I should note at this point that I’m not through the game, so this is not a review.  These are just my thoughts after a few hours, and I do intend to keep playing.   The story, to put it simply, is you play The Nameless One, a man who woke up in the Morgue on Sigil, with no memory of who you are. The only clue you have to finding your past is the name Pharod and a letter to yourself written on your back. This is read to you by Morte, your flying skull buddy.  Oh, and you can’t die. Death refuses to take you.

 

Torment defiantly sets itself apart as being one of the more unique RPG’s out there, in many different ways.
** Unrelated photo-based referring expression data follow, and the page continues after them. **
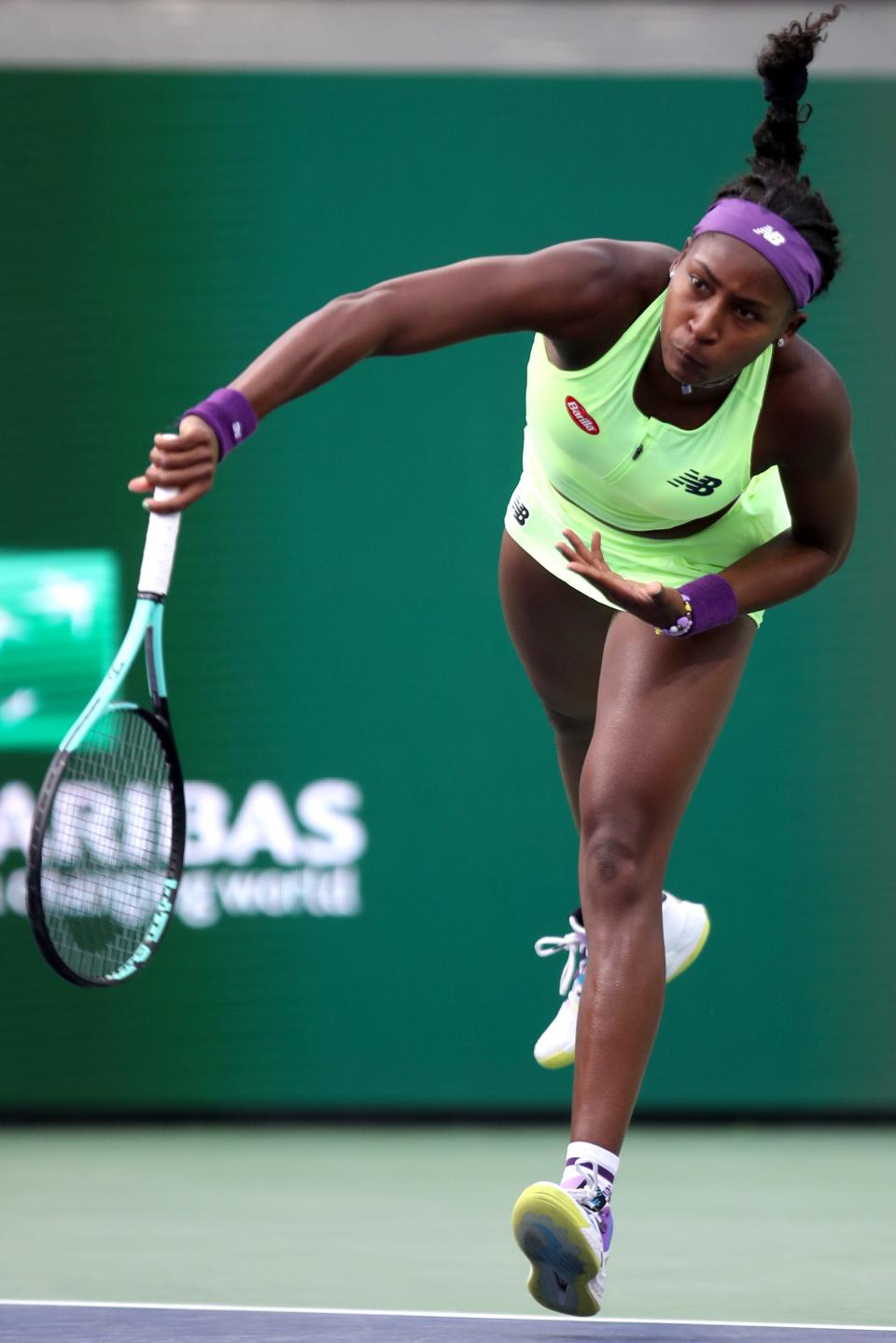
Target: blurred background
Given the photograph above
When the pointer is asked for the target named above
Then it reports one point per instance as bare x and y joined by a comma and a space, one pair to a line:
378, 832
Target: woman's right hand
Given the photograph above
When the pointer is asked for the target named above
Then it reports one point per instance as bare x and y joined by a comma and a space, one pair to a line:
184, 461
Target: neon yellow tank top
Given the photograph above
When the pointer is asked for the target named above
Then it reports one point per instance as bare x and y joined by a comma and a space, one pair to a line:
627, 469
First off, it’s more story-driven then most.  In almost all other RPG’s, combat is a big focus, usually being the only form of action these games have.  Here, combat is definitely on the backburner compared to any RPG I’ve ever played. Normally, I find both a solid story and solid combat are required to make a RPG great, so a RPG that is so limited when it comes to half that equation is really starting things off poorly. But here, I have no problem with it. It’s not entirely due to the fact that it’s AD&D,( which is a factor in a way), but rather that the story and the mystery behind it is so interesting and unique that you beg the game to tell you more, but the game is very patient, and every time the game gives you a little tidbit on the back-story of The Nameless One, your ever more interested.   I can’t think of a RPG with a more unique premise, both in story and combat.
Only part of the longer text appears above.